The report was released on Friday, reports UNB.
Transparency provides citizens a window into government budgets and those citizens, in turn, hold governments accountable. It underpins market confidence and sustainability.
The government of Bangladesh did not meet the minimum requirements but made significant progress in fiscal transparency, the report said.
Since 2008, in consultation with other relevant US agencies, the Department of State has conducted fiscal transparency assessments of governments that receive US foreign assistance.
The Fiscal Transparency Report reviews efforts by 141 governments (and the Palestinian Authority) to meet the minimum requirements of fiscal transparency; assesses those governments that did not meet the minimum requirements; and indicates whether governments that did not meet the minimum requirements of fiscal transparency made significant progress toward meeting the requirements.
The US report says Bangladesh’s fiscal transparency can be improved by:
– Preparing budget documents according to internationally accepted principles.
– Ensuring that the supreme audit institution meets international standards of independence and has sufficient resources.
– Publishing timely audit reports that contain substantive findings, recommendations, and narratives.
– Making basic information about natural resource extraction awards public and consistently available.
During the review period, the government made significant progress by publishing its end-of-year report within a reasonable period.
It also made its executive budget proposal and enacted budget widely and easily accessible to the public, including online.

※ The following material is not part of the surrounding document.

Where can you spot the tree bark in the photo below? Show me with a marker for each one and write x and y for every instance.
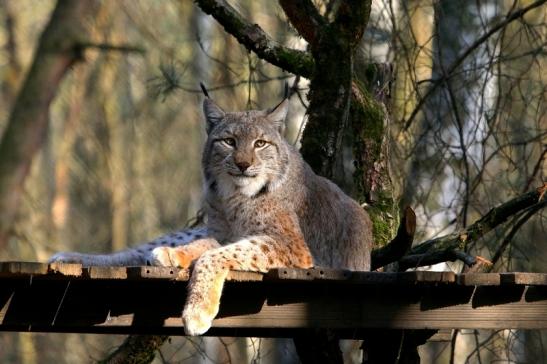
(136, 349)
(25, 133)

Information on debt obligations was publicly available.
Budget documents provided a reasonably complete picture of the government’s planned expenditures and revenue streams, including natural resource revenues.
Financial allocations to and earnings from state-owned enterprises were included in publicly available budget documents.
Information in the budget was considered generally reliable, although budget documents were not prepared according to internationally accepted principles.
The government’s supreme audit institution reviewed the government accounts, but its reports did not contain substantive findings and were not made publicly available within a reasonable period.
The supreme audit institution did not meet international standards of independence.
The government specified in law or regulation and appeared to follow in practice the criteria and procedures for awarding natural resource extraction contracts and licenses.